Theoretical and experimental analysis of ferrite inductors for applications in DC-DC converters

Inductors represent the energy storage elements in the majority of DC/DC power converters topologies. One of the current trends in the application of these devices is the demand for higher power density. A feasible path in this direction is the use of inductors in the saturation region. In fact, recent studies have demonstrated that by using inductors in saturation region, it is possible to reduce dimensions, weight and cost of the core materials without dramatically worsening the performances of the devices. Another trend is the demand for higher efficiency of DC/DC converters, which can also be achieved by minimizing the losses of soft magnetic materials employed.

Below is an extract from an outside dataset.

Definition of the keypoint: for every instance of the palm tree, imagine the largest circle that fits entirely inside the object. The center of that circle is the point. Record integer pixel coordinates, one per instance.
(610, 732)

The aim of the thesis is to provide a methodology for the analysis of saturated inductor in DC/DC power converters, investigating the behaviour of soft ferrites in high frequency buck converters. To this end, a method for the experimental characterization and parameterization of the inductance curve of saturated inductors is defined and a method for the simulation of experimental inductor current waveforms under saturation conditions is developed. The second target of the thesis is the understanding of loss processes of soft ferrites employed in DC/DC power converters. On the basis of experimental measurements made under symmetrical flux density waveforms, it is defined a basic predictive model of the core losses under asymmetrical triangular flux density waveforms.